Громко залаяла дворовая собака, за ней другая, выводя ее из забытья.

Саша едва помахала им рукой и поплелась в дом.

В передней первой ее встретила встревоженная Амина, экономка и нянька, вырастившая одного за другим детей Кадашевых. Толстая и вкусно пахнувшая домом татка, хорошо говорила на русском, всю жизнь проработав в этом доме. В цветастом длинном платье и шальварах, с повязанным на голове платком, она умоляюще сложила руки на груди и шепотом заговорила:

– Ханум вы моя золотая, ластушка вы моя, Сашенька, ну, где, где вы пропадали? Отец просто в бешенстве. Мне уже три раза пригрозил, что прогонит меня из дома. А ежели прогонит? Куда же я пойду на старости лет, а? – Амина причитала и причитала, от чего Саша нахмурилась, взглянув на огромные часы в прихожей.

Шесть часов ее не было! Надо полагать, отец в бешенстве.

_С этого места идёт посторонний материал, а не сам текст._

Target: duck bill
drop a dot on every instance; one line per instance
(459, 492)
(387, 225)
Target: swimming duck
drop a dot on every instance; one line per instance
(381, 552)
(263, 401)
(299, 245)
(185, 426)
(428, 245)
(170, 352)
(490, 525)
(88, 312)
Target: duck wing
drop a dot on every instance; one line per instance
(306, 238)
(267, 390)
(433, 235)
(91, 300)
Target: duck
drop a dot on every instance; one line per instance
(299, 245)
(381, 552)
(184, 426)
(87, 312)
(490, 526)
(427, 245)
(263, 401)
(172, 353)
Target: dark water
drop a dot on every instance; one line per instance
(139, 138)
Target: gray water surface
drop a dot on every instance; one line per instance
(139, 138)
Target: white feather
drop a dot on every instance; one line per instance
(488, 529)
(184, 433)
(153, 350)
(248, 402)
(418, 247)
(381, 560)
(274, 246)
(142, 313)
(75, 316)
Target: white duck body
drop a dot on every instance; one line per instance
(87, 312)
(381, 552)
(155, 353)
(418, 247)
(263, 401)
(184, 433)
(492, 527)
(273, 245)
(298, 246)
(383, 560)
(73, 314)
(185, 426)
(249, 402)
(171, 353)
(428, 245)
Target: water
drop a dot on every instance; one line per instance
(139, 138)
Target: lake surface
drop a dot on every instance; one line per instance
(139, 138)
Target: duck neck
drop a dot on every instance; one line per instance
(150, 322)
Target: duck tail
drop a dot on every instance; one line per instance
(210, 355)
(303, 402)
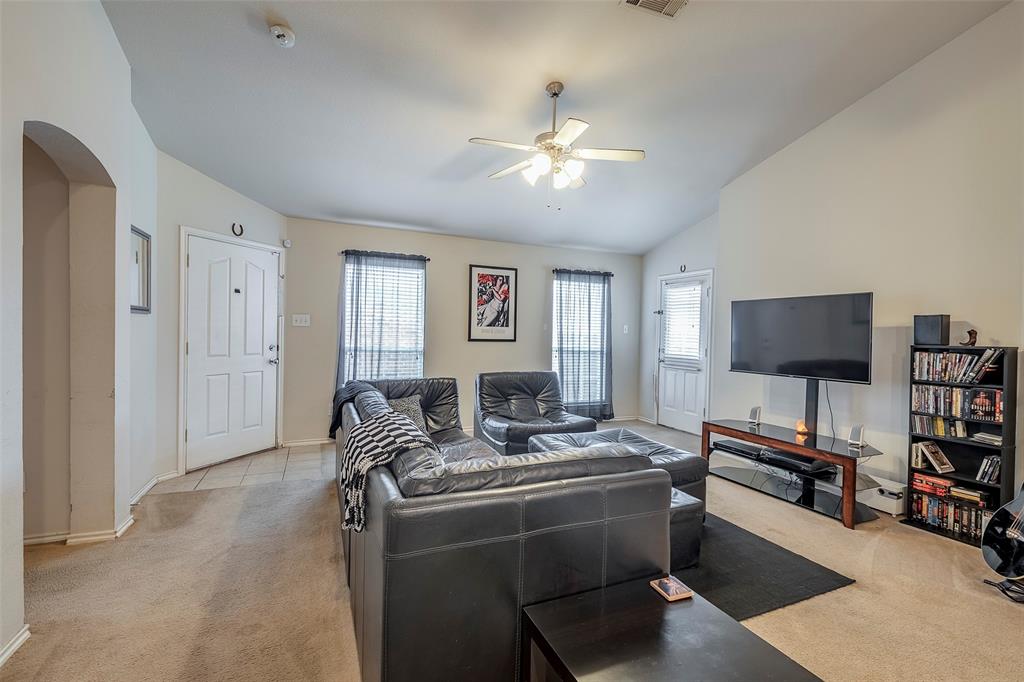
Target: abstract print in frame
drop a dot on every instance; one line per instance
(493, 303)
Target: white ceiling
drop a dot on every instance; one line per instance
(366, 119)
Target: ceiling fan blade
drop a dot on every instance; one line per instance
(511, 169)
(609, 155)
(571, 129)
(498, 142)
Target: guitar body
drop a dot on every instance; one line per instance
(1003, 544)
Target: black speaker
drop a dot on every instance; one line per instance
(931, 330)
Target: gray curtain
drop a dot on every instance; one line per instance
(381, 313)
(583, 341)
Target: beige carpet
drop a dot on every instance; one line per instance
(244, 584)
(229, 584)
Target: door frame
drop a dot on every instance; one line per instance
(682, 276)
(185, 232)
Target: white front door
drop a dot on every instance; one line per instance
(230, 350)
(683, 343)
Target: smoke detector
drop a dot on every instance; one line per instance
(284, 35)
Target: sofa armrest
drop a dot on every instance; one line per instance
(516, 470)
(478, 557)
(496, 426)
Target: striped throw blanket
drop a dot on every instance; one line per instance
(372, 442)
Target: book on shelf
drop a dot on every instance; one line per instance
(989, 470)
(947, 428)
(977, 403)
(987, 438)
(964, 521)
(928, 450)
(954, 367)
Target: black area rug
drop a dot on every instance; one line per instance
(745, 576)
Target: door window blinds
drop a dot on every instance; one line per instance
(681, 340)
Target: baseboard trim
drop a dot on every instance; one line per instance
(45, 539)
(153, 481)
(92, 537)
(130, 521)
(306, 441)
(14, 644)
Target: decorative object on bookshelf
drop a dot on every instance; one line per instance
(1003, 542)
(963, 437)
(931, 330)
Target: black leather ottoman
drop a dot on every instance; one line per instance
(685, 524)
(688, 471)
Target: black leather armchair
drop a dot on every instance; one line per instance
(511, 407)
(456, 544)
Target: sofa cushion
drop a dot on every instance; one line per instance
(418, 475)
(410, 406)
(456, 445)
(438, 398)
(684, 467)
(519, 395)
(503, 428)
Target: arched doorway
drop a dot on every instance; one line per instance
(69, 281)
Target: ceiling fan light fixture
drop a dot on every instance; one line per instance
(560, 179)
(573, 168)
(541, 163)
(531, 174)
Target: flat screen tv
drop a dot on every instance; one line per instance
(809, 337)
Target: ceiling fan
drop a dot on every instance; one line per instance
(554, 151)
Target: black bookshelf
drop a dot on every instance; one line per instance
(967, 455)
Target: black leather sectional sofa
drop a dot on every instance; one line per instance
(458, 542)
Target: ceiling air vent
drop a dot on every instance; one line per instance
(662, 7)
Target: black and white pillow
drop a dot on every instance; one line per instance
(410, 406)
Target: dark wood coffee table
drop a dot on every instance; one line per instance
(628, 632)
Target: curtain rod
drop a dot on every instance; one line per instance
(383, 254)
(600, 272)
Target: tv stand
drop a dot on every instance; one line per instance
(813, 445)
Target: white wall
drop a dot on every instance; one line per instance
(46, 349)
(912, 193)
(61, 64)
(694, 247)
(314, 268)
(145, 463)
(185, 197)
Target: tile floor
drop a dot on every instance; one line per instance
(304, 463)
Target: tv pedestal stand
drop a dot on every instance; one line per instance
(813, 445)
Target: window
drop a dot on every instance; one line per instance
(681, 324)
(382, 316)
(581, 348)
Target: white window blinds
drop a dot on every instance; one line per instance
(681, 322)
(384, 298)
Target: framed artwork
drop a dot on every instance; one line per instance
(141, 276)
(494, 303)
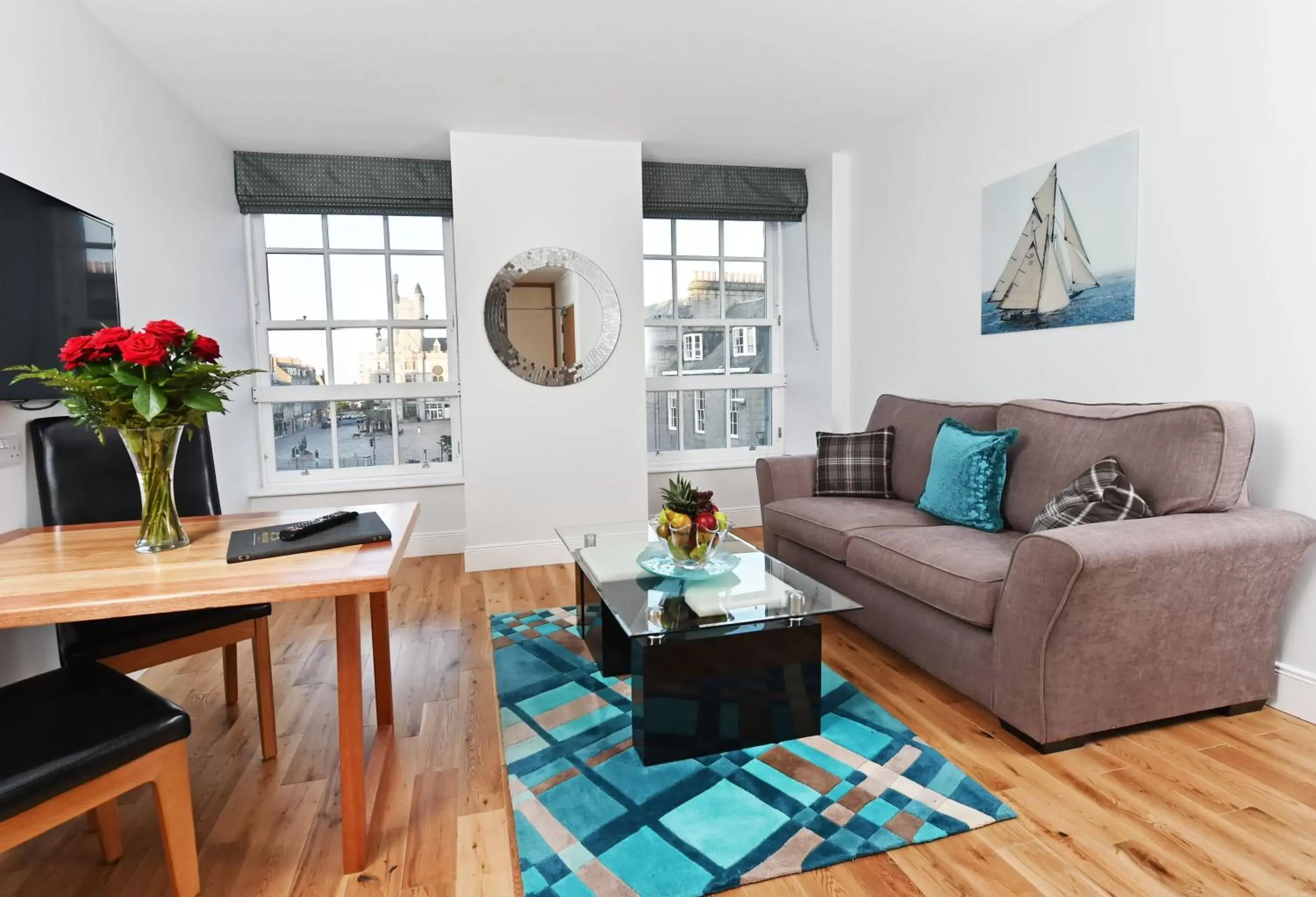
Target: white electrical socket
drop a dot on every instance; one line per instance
(11, 451)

– Прости, Аминушка, прости, – Саша прижалась к ее пышной груди, обняла ее мягкое тело. – Я не заметила, я в порядке, я уже дома, видишь? Никто тебя не прогонит. Ведь это и твой дом. Ну, же не сердись на меня, – она вскинула к няньке глаза. – Где все?

Амина взглядом показала на большую полуаркой дубовую дверь гостиной.

– А Павел Иванович у себя, рвет и мечет, попадет вам, ненаглядная моя, – она обняла ее крепче и вдруг заговорщическим голосом сказала: – Что сегодня было, ханум, вы не представляете. Пойдемте, я вас переодену, а то в таком виде вам точно попадет от отца.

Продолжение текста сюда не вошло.